Out-Law News | 26 Oct 2016 | 4:16 pm | 2 min. read
The judgment means that Impact Funding Solutions is not entitled to make a claim against the now insolvent firm's insurers, regardless of the fact that the firm failed to perform its professional duties towards its clients in the conduct of the underlying litigation. Impact's claim against Barrington, the firm, must instead be based on Barrington's breach of warranty in its contract with Impact, according to the court.
"Insurers will be delighted that the Supreme Court has taken the opportunity to confirm that the primary purpose of solicitors' minimum terms of compulsory insurance is to safeguard the general public and not professional practitioners, who are able to look after themselves," said insurance law expert Manoj Vaghela of Pinsent Masons, the law firm behind Out-Law.com.
"This ruling safeguards the general public, while allowing insurers flexibility to exclude cover for contractual arrangements that solicitors make with third party litigation funders," he said.
This is the first of two cases currently before the Supreme Court dealing with the interpretation of the minimum terms and conditions of the compulsory PI insurance which all solicitors in England and Wales are required to take out. The second, which deals with aggregation clauses, was heard by the Supreme Court this month and judgment is expected shortly.

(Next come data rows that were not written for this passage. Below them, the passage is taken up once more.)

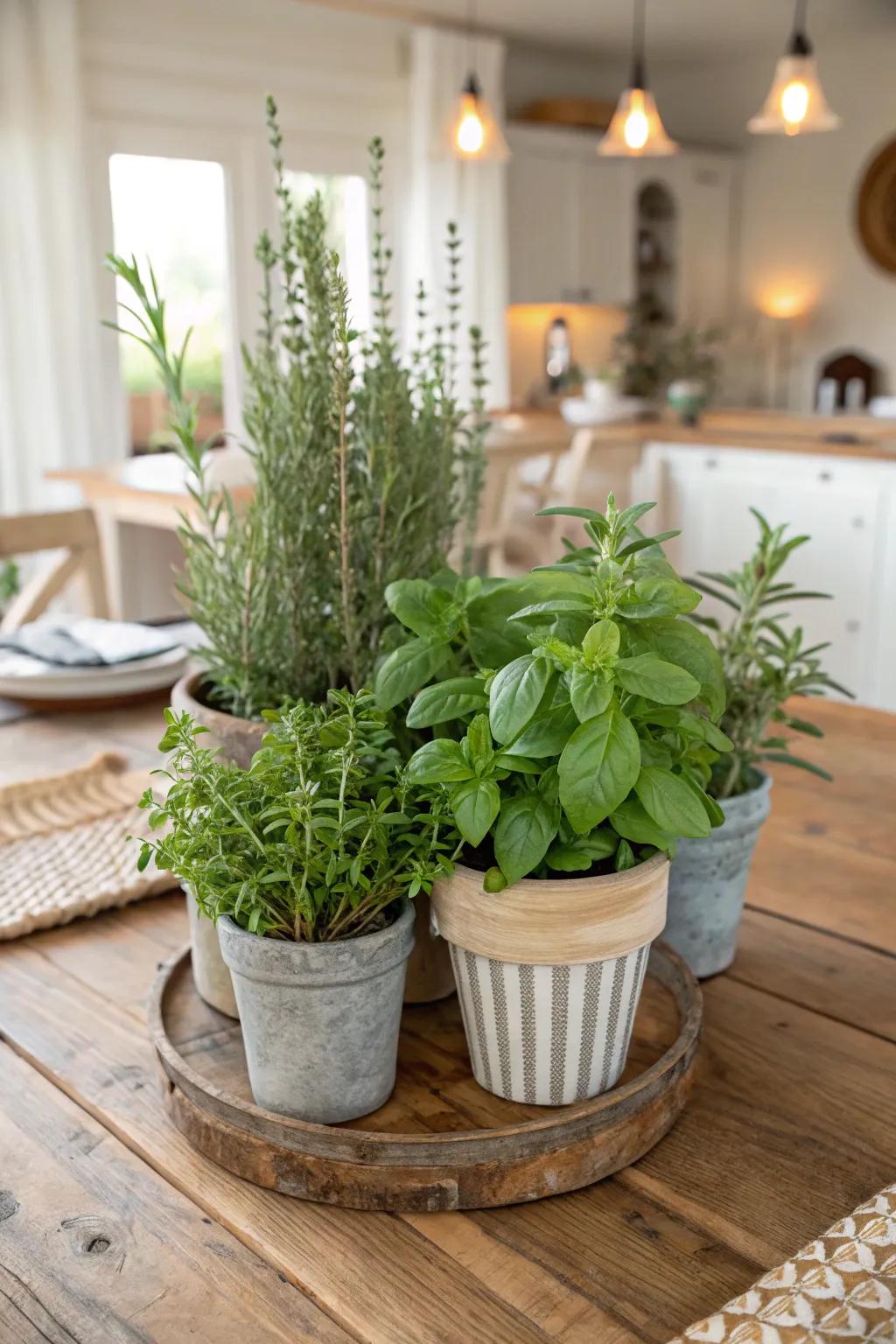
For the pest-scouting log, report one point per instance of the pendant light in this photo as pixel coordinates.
(635, 130)
(474, 133)
(795, 104)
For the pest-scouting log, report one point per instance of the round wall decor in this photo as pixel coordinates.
(876, 208)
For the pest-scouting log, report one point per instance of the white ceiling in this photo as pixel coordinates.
(679, 30)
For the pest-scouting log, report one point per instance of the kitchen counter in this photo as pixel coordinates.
(841, 436)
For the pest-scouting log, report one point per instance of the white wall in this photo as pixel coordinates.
(798, 220)
(798, 197)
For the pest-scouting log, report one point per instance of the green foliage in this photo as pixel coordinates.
(575, 727)
(765, 664)
(364, 466)
(692, 354)
(10, 581)
(316, 840)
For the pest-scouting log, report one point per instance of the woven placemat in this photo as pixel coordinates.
(65, 850)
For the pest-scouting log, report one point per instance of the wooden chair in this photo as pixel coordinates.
(73, 533)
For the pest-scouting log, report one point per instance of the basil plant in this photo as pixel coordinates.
(589, 750)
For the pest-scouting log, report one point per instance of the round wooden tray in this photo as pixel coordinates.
(441, 1141)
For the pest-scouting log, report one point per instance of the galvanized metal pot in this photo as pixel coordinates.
(320, 1019)
(549, 975)
(708, 880)
(210, 972)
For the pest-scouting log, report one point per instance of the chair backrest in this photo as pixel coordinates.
(73, 533)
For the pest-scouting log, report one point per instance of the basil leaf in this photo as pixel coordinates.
(438, 762)
(424, 608)
(480, 744)
(690, 648)
(664, 683)
(654, 596)
(516, 694)
(526, 828)
(557, 606)
(448, 701)
(590, 694)
(632, 822)
(601, 640)
(598, 769)
(407, 669)
(670, 802)
(547, 734)
(476, 804)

Barrington was a firm of solicitors specialising in workplace injury claims, particularly industrial deafness. It entered into an arrangement with Impact through which Impact loaned money to Barrington's clients to cover the costs of their claims, with the idea being that the loans would be repaid once that claim was successful. However, Barrington failed to properly investigate and handle those claims, putting it in breach of its warranty to Impact that it would perform its professional duties towards its clients. The clients were never able to repay their loans.
Impact successfully pursued Barrington in the High Court for the losses it had suffered from those loans. As the firm is now insolvent, the losses are instead claimed from Barrington's PI insurer under the 1930 Third Parties (Rights Against Insurers) Act. In 2013, the High Court denied Impact's claim; but its ruling was overturned by the Court of Appeal in 2015 which held that the nature of the loans made them "inherently part of the solicitors' professional practice".
Solicitors in England and Wales are required to take out and maintain PI insurance which meets certain minimum standards. Solicitors in Scotland are subject to similar requirements under separate legislation. This insurance must as a minimum indemnify the firm against civil liability arising as a result of its private legal practice, but need not necessarily cover the firm's "trading or personal debt" or any breaches of contract with third parties. PI policies generally provide that these minimum terms will override those set out in the policy in the event of any dispute.
In his leading judgment, Lord Hodge concluded that the agreement between Impact and Barrington was a contract for the supply of services to Barrington. Those services - the loans - were provided "in the course of Barrington's provision of legal services". The minimum terms of solicitors' compulsory insurance explicitly permit the exclusion of liabilities of this nature from the scope of PI insurance, he said.
He added that there was "no basis for implying additional words into the exclusion in order to limit its scope".
"In my view, it cannot be said that the policy would lack commercial or practical coherence if a term restricting the scope of the exclusion were not implied," he said.
"In the present case it is fairly said that the breach of duty in the warranty on which Impact relies is a breach of duty by Barrington to its clients. But Impact's claim is not a claim which is derived from the clients' claims. … In short, Impact's cause of action under the [agreement with Barrington] is an independent cause of action. Excluding such a claim creates no incoherence in the policy, as it is the combination of the opening clause and the exclusions that delimits [the insurers'] contractual liability," he said.